The Le Moyne Dolphins men's basketball statistical leaders are individual statistical leaders of the Le Moyne Dolphins men's basketball program in various categories, including points, rebounds, assists, steals, and blocks. Within those areas, the lists identify single-game, single-season, and career leaders. The Dolphins represent Le Moyne College in the NCAA Division I NEC (historically known as the Northeast Conference).

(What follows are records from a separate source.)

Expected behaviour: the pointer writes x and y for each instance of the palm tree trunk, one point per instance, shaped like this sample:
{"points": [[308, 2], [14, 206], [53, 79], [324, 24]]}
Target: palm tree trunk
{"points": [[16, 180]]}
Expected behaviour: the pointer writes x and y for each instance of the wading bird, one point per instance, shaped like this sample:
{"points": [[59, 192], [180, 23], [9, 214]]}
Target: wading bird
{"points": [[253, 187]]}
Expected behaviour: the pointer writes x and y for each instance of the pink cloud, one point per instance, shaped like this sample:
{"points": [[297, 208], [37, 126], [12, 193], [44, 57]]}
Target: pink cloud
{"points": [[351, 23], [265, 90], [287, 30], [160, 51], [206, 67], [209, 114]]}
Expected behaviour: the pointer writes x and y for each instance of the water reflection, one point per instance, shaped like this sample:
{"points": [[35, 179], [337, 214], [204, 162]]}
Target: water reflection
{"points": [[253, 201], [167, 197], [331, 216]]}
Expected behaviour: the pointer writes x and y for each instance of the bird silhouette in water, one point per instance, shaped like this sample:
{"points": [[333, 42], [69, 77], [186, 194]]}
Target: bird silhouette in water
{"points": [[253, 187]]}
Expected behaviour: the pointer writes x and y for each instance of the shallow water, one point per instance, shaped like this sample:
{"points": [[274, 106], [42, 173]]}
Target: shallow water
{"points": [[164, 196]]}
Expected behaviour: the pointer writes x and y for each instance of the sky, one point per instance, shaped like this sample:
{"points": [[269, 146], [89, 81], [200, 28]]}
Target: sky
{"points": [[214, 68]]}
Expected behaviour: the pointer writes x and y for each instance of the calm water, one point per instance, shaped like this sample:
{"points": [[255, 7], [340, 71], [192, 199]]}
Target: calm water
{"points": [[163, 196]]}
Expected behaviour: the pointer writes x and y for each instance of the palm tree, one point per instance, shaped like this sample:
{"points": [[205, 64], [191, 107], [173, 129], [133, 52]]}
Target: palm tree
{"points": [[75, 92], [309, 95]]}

Le Moyne began competing in intercollegiate basketball in the 1948–49 season. It initially competed as a de facto "small college" program before the NCAA's first official divisional split in 1956. At that time, Le Moyne became part of the NCAA College Division. When the NCAA created its current three-division alignment in 1973, Le Moyne aligned with Division II, not moving to Division I until 2023. This history is significant because the official recording of statistics began at different times in different NCAA divisions.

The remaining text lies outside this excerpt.